More than two years ago, the U.S. Department of Justice announced a new effort, known as the China Initiative, to crack down on the passing of valuable research and intellectual property to the nation’s top economic rival.
In subsequent months, the initiative led to charges against more than two dozen researchers, including six visiting scientists and 10 American academic researchers. But the latest arrest, the New York Times reports, drew a fierce backlash.
Gang Chen, a prominent mechanical engineering professor at the Massachusetts Institute of Technology, was arrested earlier this month amid allegations that he failed to disclose financial and academic ties to China when applying for U.S. government grants.

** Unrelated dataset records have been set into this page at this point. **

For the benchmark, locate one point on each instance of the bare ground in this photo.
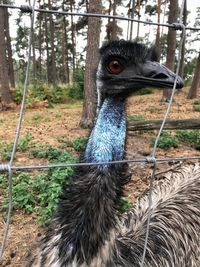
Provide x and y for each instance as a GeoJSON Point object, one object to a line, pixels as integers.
{"type": "Point", "coordinates": [48, 125]}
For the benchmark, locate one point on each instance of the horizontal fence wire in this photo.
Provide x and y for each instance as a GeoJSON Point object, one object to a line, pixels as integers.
{"type": "Point", "coordinates": [28, 9]}
{"type": "Point", "coordinates": [148, 160]}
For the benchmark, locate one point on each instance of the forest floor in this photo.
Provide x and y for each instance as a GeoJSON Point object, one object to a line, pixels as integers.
{"type": "Point", "coordinates": [49, 125]}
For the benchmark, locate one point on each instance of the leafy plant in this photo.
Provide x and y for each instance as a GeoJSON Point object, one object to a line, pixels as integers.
{"type": "Point", "coordinates": [75, 91]}
{"type": "Point", "coordinates": [166, 141]}
{"type": "Point", "coordinates": [189, 137]}
{"type": "Point", "coordinates": [39, 193]}
{"type": "Point", "coordinates": [196, 108]}
{"type": "Point", "coordinates": [196, 102]}
{"type": "Point", "coordinates": [23, 144]}
{"type": "Point", "coordinates": [5, 150]}
{"type": "Point", "coordinates": [78, 144]}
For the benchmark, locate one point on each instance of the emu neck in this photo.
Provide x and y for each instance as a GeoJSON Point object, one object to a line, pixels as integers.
{"type": "Point", "coordinates": [88, 212]}
{"type": "Point", "coordinates": [107, 139]}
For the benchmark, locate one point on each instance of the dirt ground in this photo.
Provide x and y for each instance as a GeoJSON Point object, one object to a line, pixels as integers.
{"type": "Point", "coordinates": [48, 125]}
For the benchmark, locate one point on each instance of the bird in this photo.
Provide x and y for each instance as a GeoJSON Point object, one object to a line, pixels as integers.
{"type": "Point", "coordinates": [87, 229]}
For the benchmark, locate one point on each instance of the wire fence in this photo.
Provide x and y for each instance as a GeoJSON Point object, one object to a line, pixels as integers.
{"type": "Point", "coordinates": [152, 159]}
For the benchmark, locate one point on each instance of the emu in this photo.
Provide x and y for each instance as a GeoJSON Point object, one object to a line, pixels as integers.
{"type": "Point", "coordinates": [87, 229]}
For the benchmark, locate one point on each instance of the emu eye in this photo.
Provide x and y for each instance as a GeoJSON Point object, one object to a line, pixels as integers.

Prosecutors said Chen and his research group collected $29 million in foreign dollars, including $19 million from a Chinese government-funded university, and alleged that — decades after he moved to the U.S. and became a citizen — he was loyal to his native country.
But MIT and his colleagues see things differently. The university noted that the Chinese university funding in question went to MIT — not Chen — and was part of a well-known research collaboration. The university, the Times reports, took the unprecedented step of paying for his legal defense.
Dozens of MIT faculty members, meanwhile, argued that Chen’s activities amounted to routine academic work that did not require such disclosure.
Other critics have questioned the wisdom of severe crackdowns in cases that do not involve economic espionage. Chen, federal prosecutors acknowledged, is not accused of passing any sensitive information to China.
The DOJ’s efforts to combat Chinese economic espionage are unlikely to slow down as a new administration enters the White House, but the Times notes that the agency is considering a program that would allow academic researchers to disclose past foreign funding without the threat of criminal investigation.
Chen has pleaded not guilty in the case; he faces up to 30 years in prison on all charges.